Over the past week, similar cold damage has been noted on Dwarf Burford holly, Chinese fringetree, deciduous magnolia, and other plants in the New Bern area. (Damage to centipedegrass lawns from the same event was cited in an April 7 posting on this page.)
The good news is that the Japanese privet will come roaring back, and by the time you read this new growth will likely already be evident. The bad news is that the Japanese privet will come roaring back.

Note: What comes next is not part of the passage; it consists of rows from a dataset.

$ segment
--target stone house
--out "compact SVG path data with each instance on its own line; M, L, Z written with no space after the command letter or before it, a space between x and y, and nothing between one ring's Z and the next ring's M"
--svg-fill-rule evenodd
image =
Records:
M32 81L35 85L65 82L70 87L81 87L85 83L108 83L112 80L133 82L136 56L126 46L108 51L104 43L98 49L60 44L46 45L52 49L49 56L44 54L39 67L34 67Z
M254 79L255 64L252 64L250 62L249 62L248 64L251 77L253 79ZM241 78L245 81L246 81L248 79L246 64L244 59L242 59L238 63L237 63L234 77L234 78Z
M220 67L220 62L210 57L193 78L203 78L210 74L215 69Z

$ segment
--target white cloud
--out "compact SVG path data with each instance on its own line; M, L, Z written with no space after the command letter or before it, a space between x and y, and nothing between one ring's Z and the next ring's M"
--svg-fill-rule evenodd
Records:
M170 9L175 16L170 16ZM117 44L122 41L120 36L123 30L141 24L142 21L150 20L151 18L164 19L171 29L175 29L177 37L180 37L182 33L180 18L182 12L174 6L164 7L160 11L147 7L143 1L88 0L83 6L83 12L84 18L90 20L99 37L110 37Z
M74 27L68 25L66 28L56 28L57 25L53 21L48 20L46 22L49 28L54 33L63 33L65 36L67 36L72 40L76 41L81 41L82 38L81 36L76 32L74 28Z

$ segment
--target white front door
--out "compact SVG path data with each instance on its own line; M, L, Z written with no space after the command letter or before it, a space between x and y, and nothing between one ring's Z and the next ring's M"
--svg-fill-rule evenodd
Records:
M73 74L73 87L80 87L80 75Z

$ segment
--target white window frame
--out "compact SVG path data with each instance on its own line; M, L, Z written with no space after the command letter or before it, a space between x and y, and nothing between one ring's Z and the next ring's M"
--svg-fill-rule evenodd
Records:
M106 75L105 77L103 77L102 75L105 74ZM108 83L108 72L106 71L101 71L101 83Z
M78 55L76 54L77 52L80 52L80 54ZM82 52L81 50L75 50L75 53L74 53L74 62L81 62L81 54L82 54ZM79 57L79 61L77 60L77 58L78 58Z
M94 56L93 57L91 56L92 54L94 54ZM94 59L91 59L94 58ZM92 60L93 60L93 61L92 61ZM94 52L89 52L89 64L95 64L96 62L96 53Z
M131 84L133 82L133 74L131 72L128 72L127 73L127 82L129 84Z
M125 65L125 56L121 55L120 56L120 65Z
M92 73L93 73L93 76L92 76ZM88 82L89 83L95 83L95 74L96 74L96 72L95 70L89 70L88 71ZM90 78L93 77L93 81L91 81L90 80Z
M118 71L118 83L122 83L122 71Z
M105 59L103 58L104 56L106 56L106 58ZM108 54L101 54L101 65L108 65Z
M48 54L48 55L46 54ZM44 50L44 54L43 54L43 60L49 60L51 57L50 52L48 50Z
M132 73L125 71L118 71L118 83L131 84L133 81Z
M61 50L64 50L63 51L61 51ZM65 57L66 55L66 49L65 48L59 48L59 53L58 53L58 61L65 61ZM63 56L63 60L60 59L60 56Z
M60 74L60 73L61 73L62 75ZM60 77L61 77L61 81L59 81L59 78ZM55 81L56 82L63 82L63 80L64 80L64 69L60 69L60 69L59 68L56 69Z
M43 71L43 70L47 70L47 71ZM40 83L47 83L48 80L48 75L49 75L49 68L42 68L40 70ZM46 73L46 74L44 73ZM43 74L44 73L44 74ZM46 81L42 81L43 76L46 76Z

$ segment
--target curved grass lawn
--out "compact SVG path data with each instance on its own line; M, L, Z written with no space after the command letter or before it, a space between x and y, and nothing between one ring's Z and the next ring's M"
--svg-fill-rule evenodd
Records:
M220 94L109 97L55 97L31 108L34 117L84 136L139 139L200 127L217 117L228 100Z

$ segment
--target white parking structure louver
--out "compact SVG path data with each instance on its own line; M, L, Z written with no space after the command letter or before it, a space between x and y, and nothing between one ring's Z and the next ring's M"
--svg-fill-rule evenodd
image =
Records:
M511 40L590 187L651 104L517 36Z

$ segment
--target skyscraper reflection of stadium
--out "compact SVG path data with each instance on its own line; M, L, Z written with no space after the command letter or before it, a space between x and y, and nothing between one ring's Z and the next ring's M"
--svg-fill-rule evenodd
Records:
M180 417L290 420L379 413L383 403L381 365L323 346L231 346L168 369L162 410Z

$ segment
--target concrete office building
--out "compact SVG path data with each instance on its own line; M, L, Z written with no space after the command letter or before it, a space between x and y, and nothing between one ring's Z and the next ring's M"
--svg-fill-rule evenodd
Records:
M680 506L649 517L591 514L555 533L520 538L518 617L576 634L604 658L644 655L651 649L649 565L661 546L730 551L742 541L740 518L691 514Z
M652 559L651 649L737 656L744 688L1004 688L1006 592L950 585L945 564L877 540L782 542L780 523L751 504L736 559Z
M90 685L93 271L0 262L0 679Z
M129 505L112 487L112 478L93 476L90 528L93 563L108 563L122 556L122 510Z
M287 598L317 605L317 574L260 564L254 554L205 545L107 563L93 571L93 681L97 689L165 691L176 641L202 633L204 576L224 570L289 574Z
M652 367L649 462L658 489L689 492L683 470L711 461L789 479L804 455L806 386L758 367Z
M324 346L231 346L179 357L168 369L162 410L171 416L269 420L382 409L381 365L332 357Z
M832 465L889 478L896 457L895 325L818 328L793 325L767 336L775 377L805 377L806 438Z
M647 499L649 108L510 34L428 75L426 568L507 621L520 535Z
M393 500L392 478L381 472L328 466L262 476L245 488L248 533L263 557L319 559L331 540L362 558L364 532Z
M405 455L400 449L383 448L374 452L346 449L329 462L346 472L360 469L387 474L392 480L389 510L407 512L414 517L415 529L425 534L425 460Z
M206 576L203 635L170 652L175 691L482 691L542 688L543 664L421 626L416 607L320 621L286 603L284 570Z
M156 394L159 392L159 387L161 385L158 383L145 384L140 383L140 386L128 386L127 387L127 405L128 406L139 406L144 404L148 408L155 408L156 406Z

This is an invasive species in North Carolina (see Ligustrum japonicum), although in my experience not nearly as overpowering as Chinese privet (L. sinense) or glossy privet (L. lucidum). Consider alternative shrubs in new plantings.
Cold damage

Fire blight? Not quite. Fire blight only affects plants in the rose family (Rosaceae). Ligustrum is
in the Oleaceae. This is cold damage, resulting from two nights at or below freezing in early April.

Cold damage on Japanese privet

Same story on another group of Japanese privet several hundred yards away.

Stem damage

Note the prominent lenticels along the stem; a good ID characteristic for L. japonicum.